La bande-son n’est pas en reste, car si les musiques d’ambiances sont assez discrètes, c’est toute une palanquée de chansons originales, la plupart diégétiques, qui viennent ponctuer l’aventure. Des morceaux de fin de chapitre, certains passant à la radio, et d’autres que je vous laisse le soin de découvrir, qui apportent un cachet supplémentaire à l'œuvre. Le design des effets sonores n’est pas en reste, apportant quelques sueurs froides lors de moments tendus vous rappelant que vous êtes effectivement dans un jeu d’horreur. Et enfin, bien qu’il soit triste d’avoir à le préciser, je n’ai pas eu l’ombre d’un bug sur l’ensemble de l’aventure. Une réussite technique en tous points.
Conclusion
Vous l’aurez compris, Alan Wake II est une pure merveille, effaçant tous les doutes que j’avais pu avoir assez rapidement. Remedy à capitaliser sur ses tentatives bancales de ces quinze dernières années pour livrer une œuvre somme singulière.
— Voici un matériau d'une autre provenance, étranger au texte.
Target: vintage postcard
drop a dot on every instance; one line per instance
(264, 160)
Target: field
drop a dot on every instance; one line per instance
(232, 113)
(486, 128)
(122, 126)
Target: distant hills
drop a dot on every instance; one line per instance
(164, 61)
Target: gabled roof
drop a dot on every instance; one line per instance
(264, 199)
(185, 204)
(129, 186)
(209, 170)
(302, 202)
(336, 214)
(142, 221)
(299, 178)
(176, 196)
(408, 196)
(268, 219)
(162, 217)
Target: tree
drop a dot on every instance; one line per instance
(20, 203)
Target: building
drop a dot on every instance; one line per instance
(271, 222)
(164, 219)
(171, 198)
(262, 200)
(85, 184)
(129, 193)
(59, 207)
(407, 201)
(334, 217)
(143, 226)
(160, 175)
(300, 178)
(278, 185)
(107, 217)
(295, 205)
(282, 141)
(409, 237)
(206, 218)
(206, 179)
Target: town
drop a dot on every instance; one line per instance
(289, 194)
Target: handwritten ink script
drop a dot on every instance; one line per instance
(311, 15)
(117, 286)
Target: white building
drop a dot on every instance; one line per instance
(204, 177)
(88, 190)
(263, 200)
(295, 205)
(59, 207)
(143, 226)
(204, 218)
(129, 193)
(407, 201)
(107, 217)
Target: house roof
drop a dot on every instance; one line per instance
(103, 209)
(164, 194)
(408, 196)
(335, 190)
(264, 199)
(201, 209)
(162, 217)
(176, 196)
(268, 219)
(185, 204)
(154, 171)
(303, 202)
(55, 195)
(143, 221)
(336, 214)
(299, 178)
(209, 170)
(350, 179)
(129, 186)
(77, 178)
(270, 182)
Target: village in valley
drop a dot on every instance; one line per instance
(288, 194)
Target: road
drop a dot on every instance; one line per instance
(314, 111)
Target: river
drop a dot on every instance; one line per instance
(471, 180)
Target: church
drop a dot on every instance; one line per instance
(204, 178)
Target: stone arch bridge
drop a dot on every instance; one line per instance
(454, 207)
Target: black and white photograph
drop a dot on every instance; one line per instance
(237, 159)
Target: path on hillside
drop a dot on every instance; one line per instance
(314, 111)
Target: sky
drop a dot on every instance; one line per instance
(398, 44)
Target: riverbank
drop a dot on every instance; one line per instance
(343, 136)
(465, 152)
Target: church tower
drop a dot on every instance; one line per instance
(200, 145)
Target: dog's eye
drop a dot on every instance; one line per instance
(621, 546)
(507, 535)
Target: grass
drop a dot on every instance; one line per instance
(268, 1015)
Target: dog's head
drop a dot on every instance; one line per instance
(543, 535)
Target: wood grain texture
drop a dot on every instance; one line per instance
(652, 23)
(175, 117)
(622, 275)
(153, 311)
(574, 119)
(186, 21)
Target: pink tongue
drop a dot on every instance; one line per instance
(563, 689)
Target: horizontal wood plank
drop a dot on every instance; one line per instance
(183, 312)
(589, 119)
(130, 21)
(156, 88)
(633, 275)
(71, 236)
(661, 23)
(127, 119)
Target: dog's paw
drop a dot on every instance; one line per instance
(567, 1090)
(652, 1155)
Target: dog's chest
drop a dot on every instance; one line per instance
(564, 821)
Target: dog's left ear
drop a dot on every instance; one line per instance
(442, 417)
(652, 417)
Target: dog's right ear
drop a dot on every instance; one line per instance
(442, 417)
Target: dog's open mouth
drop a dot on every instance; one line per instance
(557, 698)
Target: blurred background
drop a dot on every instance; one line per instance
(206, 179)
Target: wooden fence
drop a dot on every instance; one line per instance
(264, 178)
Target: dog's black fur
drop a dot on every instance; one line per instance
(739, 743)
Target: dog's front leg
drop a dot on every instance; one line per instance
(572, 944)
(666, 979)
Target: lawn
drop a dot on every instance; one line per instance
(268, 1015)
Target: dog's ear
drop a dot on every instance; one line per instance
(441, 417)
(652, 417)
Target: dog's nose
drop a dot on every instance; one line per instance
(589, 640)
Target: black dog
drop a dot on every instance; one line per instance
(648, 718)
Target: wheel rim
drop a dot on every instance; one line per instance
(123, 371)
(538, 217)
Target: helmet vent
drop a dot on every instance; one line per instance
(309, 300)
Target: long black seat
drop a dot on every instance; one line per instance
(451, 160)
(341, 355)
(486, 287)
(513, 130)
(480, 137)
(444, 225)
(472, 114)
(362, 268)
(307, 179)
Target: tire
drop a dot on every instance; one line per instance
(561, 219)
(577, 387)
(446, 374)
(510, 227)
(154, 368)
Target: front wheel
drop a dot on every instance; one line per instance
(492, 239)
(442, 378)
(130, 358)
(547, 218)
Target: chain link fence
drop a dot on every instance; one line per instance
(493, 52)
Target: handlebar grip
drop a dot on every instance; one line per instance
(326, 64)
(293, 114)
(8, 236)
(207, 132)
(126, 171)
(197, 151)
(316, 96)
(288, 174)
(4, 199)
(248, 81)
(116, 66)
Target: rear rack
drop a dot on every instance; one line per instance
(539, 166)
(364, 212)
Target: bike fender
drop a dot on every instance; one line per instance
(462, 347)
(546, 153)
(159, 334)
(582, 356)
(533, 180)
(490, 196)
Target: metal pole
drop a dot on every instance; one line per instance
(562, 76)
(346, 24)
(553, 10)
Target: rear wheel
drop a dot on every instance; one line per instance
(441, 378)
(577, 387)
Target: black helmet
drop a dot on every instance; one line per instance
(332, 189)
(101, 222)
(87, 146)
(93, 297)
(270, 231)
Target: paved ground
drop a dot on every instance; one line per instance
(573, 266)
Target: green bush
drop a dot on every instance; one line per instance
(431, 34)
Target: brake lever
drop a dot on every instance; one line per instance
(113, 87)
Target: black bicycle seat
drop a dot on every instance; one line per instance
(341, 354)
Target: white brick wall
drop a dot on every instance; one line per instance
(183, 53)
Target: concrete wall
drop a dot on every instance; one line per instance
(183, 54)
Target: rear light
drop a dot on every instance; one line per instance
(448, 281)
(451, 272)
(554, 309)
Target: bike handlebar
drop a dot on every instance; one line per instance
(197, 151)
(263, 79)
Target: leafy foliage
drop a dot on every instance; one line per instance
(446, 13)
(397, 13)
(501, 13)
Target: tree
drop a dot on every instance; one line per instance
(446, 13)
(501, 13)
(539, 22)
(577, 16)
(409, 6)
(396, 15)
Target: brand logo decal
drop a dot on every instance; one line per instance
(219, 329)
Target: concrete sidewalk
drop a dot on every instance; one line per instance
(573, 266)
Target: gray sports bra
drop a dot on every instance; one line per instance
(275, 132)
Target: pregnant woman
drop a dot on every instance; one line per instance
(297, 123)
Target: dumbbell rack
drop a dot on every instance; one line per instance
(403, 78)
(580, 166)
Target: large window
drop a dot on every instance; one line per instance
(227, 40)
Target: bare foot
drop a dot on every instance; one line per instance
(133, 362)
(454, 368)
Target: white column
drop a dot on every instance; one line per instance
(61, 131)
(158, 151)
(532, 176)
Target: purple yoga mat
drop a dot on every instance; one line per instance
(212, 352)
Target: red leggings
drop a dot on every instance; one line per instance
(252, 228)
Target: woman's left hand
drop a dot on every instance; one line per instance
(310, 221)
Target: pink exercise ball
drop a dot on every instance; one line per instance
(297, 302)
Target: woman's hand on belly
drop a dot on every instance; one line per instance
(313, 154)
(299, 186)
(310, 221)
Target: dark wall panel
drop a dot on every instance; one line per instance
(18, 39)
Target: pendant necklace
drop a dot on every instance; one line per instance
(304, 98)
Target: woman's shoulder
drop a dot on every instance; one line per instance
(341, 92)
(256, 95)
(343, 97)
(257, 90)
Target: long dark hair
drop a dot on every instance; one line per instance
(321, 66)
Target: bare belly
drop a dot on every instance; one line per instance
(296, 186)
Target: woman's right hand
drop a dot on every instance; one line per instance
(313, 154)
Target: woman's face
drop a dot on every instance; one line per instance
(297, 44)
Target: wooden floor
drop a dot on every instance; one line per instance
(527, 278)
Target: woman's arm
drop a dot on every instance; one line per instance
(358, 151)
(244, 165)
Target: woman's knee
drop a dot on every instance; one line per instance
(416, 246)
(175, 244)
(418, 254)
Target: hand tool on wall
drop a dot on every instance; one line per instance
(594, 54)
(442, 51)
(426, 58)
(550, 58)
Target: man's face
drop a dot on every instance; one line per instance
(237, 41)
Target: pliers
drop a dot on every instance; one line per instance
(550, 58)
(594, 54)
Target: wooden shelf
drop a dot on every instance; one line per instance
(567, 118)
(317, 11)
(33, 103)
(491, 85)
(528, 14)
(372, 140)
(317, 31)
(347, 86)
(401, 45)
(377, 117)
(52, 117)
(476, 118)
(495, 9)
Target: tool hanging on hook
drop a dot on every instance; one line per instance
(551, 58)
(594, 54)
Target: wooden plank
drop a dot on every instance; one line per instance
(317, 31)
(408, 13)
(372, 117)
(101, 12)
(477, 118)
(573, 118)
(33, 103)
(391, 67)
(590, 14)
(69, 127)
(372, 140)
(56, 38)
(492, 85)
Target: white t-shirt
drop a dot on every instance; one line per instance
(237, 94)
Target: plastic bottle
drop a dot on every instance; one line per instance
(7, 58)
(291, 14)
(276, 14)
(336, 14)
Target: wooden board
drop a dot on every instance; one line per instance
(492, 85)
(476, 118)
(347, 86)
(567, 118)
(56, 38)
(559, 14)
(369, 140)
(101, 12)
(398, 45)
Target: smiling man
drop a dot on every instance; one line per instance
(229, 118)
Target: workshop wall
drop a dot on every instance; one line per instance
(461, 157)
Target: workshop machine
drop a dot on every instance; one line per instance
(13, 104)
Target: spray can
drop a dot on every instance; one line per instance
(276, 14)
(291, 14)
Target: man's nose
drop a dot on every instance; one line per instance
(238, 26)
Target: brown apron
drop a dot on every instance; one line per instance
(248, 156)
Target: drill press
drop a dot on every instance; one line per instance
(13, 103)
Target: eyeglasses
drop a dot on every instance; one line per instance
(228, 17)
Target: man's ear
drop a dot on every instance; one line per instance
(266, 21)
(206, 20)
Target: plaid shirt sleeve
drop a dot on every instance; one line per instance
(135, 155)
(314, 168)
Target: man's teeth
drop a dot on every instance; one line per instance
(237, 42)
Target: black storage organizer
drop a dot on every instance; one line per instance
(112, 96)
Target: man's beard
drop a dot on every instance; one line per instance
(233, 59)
Si on pourra regretter un certain classicisme dans la gestion des gunfights, il serait malvenu d’occulter le reste de l’oeuvre qui promet un avenir radieux au studio finlandais, parti pour étoffer son univers avec toujours plus d’ambition et de moyens suite au succès retentissant du titre.
Et c’est bien mérité ! Kippis !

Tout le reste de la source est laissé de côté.